The Bredow concentration camp was the latest of the early or “wild” concentration camps in the whole of Germany, which were established in the course of 1933, immediately after the National Socialist seizure of power . It was a very small camp with up to 40 inmates, but it was characterized by the extraordinary brutality that the SS guards used against the inmates. Individual abused prisoners had contacts with people who had an influence on Nazi leaders.

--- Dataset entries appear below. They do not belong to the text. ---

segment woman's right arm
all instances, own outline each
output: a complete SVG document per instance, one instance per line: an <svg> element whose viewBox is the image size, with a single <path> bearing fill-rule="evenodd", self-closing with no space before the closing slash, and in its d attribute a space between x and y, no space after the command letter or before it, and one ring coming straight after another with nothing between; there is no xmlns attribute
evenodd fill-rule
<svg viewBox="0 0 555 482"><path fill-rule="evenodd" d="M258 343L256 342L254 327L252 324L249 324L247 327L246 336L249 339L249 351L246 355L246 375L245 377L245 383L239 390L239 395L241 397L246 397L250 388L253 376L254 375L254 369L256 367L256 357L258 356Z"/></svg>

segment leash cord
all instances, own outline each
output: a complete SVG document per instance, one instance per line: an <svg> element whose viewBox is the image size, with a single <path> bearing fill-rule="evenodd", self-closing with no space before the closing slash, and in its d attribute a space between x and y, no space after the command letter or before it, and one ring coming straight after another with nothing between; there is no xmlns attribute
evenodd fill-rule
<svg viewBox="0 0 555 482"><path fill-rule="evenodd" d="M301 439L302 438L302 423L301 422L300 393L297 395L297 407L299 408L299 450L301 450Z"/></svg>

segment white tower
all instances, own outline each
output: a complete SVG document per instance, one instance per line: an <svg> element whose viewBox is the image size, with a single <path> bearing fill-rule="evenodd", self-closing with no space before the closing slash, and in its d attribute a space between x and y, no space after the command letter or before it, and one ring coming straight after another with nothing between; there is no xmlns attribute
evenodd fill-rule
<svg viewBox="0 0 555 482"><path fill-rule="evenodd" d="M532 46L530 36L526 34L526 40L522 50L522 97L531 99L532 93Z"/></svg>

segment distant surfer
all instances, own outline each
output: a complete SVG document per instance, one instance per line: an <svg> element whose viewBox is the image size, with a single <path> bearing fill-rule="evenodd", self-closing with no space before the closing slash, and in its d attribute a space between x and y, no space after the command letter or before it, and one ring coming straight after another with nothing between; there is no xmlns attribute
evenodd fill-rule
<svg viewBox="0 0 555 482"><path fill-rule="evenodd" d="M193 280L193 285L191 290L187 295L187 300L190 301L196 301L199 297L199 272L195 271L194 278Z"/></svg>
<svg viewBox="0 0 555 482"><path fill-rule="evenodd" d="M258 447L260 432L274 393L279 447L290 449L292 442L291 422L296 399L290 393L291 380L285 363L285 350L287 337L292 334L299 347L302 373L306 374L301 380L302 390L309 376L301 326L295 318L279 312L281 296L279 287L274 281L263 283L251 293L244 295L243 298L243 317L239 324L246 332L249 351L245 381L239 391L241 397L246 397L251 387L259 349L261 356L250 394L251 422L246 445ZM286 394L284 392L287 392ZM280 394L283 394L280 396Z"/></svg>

For example, the former Field Marshal August von Mackensen wrote a letter to Göring , whereupon charges were brought against Hoffmann, Gustav Fink , Fritz Pleines and three other SS guards at the Stettin Regional Court with the support of Göring and the Gestapo . All of the accused were convicted “because they had tortured their victims to the extreme in an inhuman way out of sheer sadism”, even after the need to secure the people and the state had ceased to exist. On March 11, 1934, the Prussian Ministry of State closed the camp . On June 30, 1934, Hoffmann, Fink and Pleines were shot in the course of the Röhm affair .

literature

  • Andrea Rudorff: Systematic abuse and blackmail. The “Vulkanwerft” concentration camp in Stettin-Bredow, in: Wolfgang Benz , Barbara Distel (eds.): Instrumentarium der Macht, pp. 35–69.